Trust Exercise
- First edition (US)
- Author: Susan Choi
- Language: English
- Genre: Coming-of-age fiction Romance
- Publisher: Henry Holt and Company (US) Serpent's Tail (UK)
- Publication date: April 9, 2019 (US) May 2, 2019 (UK)
- Publication place: United States
- Pages: 257 (1st ed US hardcover)
- Awards: National Book Award for Fiction (2019)
- ISBN: 9781250309884 (1st ed US hardcover)
- OCLC: 1033782648
- Website: website

= Trust Exercise =

2019 novel by Susan Choi

Trust Exercise is a 2019 coming-of-age novel by the American author Susan Choi, published by Henry Holt and Company.

== Plot ==

Sarah and David are performing art students coming from different socio-economic backgrounds: Sarah lives with her mother in a working-class milieu; while David's family is financially comfortable. The two fall in love despite their contrasting circumstances, but their relationship ends in a bitter breakup.

== Background ==

=== Writing ===
Choi said that the book's setting was not as important as its location. She chose a "sprawling sort of suburban-style American city", similar to areas that she grew up in, such as Houston, Texas. She elaborated on the location to Bookish:

The other thing was that I wanted the characters to be in a place that isn't a cultural capital, or at least it isn't at the time of this story. It isn't a New York or a Los Angeles, and because they're aspiring performers they're acutely aware of being from a place that's not a cultural capital. They're always yearning for and aspiring to go where the bright lights are. That describes the place where I grew up, but it also describes so many other places. I wanted to generalize the specificity.

Choi further commented about her writing process saying, "I'm conscious of having been so mad during so much of the writing of this book ... . Like really mad." Choi explained that when she was writing the book, Donald Trump had just been elected and she was also going through personal issues stemming from her separation with her husband. Choi tapped into the reaction following the publication of the Donald Trump Access Hollywood tape, realizing that discussions about sexual abuse and harassment had taken on a new urgency.

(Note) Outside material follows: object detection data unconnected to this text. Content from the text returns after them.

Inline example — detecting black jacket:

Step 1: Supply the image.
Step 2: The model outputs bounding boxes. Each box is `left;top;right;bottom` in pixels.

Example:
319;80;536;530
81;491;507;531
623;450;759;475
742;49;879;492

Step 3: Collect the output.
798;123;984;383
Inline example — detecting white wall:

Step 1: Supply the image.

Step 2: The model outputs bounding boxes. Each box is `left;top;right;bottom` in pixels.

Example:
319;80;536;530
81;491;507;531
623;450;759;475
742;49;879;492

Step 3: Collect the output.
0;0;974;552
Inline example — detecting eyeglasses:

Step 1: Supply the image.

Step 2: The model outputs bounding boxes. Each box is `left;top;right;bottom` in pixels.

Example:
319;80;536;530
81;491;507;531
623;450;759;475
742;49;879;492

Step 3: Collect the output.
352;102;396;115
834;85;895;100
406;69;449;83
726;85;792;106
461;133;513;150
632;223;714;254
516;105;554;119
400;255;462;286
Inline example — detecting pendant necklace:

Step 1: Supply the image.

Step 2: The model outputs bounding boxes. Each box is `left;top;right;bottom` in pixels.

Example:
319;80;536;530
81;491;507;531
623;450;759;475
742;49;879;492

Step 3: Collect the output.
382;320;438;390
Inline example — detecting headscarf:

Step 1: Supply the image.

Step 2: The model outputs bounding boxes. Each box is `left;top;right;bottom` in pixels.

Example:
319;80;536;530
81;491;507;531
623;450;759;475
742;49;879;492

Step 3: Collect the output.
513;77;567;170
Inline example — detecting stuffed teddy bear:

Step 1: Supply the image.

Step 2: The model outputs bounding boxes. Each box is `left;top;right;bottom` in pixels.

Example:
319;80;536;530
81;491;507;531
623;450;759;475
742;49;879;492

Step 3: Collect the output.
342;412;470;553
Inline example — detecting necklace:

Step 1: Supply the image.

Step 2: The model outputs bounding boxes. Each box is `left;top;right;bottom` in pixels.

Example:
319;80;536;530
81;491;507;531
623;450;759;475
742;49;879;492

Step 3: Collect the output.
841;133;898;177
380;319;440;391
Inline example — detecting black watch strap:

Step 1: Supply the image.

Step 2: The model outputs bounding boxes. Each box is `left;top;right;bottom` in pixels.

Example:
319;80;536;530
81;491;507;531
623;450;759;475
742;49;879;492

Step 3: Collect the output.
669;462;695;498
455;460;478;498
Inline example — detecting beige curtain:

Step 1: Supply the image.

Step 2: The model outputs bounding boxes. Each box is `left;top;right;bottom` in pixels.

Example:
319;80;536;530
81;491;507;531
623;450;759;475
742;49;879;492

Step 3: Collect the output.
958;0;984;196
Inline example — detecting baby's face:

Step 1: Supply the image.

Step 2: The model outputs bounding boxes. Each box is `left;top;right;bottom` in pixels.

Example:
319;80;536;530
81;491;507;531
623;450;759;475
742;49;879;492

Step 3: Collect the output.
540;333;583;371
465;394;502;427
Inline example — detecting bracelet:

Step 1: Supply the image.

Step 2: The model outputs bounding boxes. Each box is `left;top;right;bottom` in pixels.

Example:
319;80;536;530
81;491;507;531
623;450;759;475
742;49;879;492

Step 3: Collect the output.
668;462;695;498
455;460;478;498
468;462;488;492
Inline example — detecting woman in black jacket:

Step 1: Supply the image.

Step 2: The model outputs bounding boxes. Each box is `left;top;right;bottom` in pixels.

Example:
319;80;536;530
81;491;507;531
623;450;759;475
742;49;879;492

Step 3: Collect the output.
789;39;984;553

== Reception and awards ==
Sophie Gilbert of The Atlantic wrote, "Trust Exercise is an elaborate trick; it's a meta work of construction and deconstruction, building a persuasive fictional world and then showing you the girders, the scaffolding underneath, and how it's all been welded together." Writing for The Washington Post, Ron Charles noted, "This author never takes you where you thought you were going, but have faith: You won't be disappointed." John Boyne of The Irish Times wrote, "Once in a while, a novel's plot takes such an unexpected turn, breaking the unspoken contract between reader and writer, that it's hard to know whether to fling the book at the wall in anger or proclaim it a brave attempt to push the boundaries of the form."

In November 2019, Trust Exercise was awarded the National Book Award for Fiction.
In December 2019, former President Barack Obama picked it as one of his books of the year. Trust Exercise was named one of the top books of 2019 by The New York Times book critic Dwight Garner.

== Censorship ==
In August 2025, the Lukashenko regime added the book to the List of printed publications containing information messages and materials, the distribution of which could harm the national interests of Belarus.